BioCypher Configuration Reference

BioCypher comes with a default set of configuration parameters. You can overwrite them by creating a biocypher_config.yaml file in the root directory or the config directory of your project. You only need to specify the ones you wish to override from default. If you want to create global user settings, you can create a biocypher_config.yaml in your default BioCypher user directory (as found using appdirs.user_config_dir('biocypher')). For instance, on Mac OS, this would be ~/Library/Caches/biocypher/biocypher_config.yaml. Finally, you can also point an instance of the BioCypher class to any YAML file using the biocypher_config_path parameter.

Note

It is important to follow the rules of indentation in the YAML file. BioCypher module configuration is found under the top-level keyword biocypher, while the settings for DBMS systems (e.g., Neo4j) are found under their respective keywords (e.g., neo4j).

Quote characters

If possible, avoid using quote characters in your YAML files. If you need to quote, for instance a tab delimiter (\t), use single quotes ('), since double quotes (") allow parsing of escape characters in YAML, which can cause issues downstream. It is safe to use double quotes to quote a single quote character ("'").
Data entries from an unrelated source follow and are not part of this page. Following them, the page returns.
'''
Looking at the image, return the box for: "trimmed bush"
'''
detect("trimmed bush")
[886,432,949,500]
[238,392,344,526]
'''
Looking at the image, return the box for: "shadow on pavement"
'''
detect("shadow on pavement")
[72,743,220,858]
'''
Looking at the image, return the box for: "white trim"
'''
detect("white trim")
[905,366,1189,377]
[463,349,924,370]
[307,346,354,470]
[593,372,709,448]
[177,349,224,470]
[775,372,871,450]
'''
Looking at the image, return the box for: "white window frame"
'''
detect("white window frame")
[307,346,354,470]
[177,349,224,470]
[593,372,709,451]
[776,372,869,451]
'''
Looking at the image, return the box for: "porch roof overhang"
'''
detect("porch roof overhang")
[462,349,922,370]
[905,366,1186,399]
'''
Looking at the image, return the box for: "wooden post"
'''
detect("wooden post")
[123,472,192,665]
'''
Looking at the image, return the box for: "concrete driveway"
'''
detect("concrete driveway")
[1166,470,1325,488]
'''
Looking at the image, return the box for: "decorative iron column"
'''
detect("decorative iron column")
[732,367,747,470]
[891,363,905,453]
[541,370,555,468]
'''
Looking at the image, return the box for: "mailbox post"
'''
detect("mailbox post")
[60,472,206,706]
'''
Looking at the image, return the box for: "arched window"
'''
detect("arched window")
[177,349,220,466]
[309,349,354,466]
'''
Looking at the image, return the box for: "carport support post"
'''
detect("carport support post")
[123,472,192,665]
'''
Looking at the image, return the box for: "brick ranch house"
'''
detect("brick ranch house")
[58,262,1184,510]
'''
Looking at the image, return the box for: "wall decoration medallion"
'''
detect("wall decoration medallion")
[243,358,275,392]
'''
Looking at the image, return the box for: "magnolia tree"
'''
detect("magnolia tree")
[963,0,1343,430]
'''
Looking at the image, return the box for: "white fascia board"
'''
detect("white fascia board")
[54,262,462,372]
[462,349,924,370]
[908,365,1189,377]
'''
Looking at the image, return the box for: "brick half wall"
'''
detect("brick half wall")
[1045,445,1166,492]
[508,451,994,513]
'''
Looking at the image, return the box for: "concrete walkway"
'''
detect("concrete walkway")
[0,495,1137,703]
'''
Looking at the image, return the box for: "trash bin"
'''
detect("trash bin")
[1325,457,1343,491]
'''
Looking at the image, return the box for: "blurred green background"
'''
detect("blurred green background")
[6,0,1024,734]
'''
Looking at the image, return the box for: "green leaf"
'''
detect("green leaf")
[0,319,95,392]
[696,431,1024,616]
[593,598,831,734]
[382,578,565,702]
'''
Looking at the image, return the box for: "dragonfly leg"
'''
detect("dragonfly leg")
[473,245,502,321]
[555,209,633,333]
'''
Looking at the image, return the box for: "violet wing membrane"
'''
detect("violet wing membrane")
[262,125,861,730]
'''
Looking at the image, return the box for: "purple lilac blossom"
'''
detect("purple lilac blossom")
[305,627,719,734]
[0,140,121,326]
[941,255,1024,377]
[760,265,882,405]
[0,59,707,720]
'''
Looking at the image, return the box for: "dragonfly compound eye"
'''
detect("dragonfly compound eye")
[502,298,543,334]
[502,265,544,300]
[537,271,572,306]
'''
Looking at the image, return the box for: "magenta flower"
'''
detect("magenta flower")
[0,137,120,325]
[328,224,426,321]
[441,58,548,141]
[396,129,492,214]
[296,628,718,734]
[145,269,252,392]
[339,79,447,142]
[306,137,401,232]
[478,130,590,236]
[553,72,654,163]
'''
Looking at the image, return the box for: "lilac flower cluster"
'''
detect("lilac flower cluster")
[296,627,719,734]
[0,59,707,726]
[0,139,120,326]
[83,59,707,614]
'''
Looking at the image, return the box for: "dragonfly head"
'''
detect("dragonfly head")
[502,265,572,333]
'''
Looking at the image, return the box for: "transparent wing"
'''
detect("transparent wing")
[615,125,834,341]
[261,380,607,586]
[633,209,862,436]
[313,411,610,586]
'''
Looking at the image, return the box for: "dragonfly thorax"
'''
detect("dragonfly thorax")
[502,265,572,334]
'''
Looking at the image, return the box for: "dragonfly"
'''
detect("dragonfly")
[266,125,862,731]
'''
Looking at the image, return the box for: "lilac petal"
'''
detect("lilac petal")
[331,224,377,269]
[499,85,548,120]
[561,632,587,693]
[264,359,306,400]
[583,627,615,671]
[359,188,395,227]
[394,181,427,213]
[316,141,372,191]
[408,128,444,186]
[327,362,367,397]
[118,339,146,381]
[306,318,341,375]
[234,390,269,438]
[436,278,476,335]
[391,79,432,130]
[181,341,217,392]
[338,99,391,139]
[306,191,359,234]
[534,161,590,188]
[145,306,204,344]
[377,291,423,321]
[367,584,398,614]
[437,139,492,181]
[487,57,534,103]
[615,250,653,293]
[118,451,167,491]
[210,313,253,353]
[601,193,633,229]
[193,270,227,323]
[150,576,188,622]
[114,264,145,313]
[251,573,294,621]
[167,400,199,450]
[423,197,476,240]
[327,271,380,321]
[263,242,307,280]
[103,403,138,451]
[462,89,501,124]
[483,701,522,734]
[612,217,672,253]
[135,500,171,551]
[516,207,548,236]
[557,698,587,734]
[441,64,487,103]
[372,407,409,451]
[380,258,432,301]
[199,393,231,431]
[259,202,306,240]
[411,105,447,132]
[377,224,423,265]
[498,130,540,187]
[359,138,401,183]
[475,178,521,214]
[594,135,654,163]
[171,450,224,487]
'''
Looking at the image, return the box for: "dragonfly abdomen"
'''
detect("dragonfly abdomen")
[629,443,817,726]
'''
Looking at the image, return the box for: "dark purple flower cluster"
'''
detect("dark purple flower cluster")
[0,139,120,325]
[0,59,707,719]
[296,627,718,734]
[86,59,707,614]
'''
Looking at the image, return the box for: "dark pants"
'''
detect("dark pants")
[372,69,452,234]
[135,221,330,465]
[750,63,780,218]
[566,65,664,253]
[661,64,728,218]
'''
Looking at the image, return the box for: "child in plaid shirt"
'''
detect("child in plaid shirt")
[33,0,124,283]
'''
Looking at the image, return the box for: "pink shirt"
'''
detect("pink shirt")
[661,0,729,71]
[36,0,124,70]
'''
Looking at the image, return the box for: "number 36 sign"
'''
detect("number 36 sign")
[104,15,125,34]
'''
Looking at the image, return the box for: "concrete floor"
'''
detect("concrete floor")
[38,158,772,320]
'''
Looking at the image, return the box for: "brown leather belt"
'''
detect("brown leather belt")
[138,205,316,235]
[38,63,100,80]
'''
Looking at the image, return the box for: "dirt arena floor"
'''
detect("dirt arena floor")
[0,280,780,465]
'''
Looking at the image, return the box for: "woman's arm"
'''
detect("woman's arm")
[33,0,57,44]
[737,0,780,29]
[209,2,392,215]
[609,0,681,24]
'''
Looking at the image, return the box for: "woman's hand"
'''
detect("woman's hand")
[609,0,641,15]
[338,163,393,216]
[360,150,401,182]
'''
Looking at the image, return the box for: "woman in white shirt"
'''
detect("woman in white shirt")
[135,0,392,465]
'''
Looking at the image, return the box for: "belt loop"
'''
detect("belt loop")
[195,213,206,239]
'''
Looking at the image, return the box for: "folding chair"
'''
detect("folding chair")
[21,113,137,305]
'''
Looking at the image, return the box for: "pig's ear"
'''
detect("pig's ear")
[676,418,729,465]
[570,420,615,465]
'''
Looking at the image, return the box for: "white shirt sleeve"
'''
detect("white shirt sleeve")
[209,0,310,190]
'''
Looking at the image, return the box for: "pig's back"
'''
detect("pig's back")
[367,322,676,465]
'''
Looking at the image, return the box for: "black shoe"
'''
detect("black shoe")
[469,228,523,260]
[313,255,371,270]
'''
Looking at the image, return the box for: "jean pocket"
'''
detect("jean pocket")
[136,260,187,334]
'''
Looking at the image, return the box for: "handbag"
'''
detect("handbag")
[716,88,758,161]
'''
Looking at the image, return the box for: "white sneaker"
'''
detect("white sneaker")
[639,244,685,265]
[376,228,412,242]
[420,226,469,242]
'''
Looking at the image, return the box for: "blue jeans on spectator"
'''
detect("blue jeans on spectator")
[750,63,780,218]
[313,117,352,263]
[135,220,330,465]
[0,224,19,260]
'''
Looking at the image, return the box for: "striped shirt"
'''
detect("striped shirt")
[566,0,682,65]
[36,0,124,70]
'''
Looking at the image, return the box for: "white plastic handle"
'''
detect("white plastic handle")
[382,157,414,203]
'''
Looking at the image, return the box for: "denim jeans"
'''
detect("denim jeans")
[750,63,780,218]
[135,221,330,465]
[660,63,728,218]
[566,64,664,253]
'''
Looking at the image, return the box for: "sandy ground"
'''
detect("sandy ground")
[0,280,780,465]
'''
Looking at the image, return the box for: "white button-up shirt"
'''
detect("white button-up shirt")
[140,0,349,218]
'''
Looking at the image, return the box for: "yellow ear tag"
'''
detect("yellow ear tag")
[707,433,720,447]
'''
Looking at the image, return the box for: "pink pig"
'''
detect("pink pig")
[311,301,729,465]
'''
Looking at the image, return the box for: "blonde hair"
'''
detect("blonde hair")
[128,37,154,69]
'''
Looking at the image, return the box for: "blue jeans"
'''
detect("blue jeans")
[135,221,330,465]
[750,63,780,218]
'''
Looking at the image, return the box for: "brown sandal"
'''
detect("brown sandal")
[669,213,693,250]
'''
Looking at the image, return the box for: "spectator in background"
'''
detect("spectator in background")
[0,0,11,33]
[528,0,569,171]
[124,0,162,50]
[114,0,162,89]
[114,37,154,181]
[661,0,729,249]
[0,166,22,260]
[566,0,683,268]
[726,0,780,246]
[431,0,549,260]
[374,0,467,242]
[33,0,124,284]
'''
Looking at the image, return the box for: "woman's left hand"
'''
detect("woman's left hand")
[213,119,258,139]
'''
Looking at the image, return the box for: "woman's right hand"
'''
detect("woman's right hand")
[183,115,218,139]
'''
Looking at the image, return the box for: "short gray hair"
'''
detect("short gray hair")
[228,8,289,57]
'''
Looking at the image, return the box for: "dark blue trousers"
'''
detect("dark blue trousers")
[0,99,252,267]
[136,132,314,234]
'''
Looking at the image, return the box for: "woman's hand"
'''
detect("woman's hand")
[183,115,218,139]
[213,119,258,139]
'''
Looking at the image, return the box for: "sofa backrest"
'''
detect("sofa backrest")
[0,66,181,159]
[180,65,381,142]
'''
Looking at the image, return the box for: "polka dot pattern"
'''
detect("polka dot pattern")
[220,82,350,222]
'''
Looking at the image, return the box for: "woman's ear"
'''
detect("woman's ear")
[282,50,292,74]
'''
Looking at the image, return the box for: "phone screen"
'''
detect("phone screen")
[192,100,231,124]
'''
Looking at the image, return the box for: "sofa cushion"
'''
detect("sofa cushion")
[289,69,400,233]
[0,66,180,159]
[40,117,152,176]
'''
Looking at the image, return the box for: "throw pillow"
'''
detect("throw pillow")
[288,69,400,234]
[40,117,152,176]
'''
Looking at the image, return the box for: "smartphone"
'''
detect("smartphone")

Configuration files are read in the order default -> user level -> project level, with the later ones overriding the preceding.

Configuration Structure

The configuration file is structured into several sections:

BioCypher Core Settings (biocypher:) - Core settings for BioCypher functionality
- choose dbms to select one of either the available DBMSs (2.) or data models (3.)
Database Management Systems - Settings specific to each supported DBMS:
- Neo4j (neo4j:)
- PostgreSQL (postgresql:)
- SQLite (sqlite:)
Data Models - Settings for different data models:
- RDF (rdf:)
- NetworkX (networkx:)
- CSV (csv:)

Default Configuration

Below is the default configuration that comes with BioCypher. This represents all available options with their default values. Some options (like tail ontologies) are commented out in the default configuration as they are optional and specific to certain use cases.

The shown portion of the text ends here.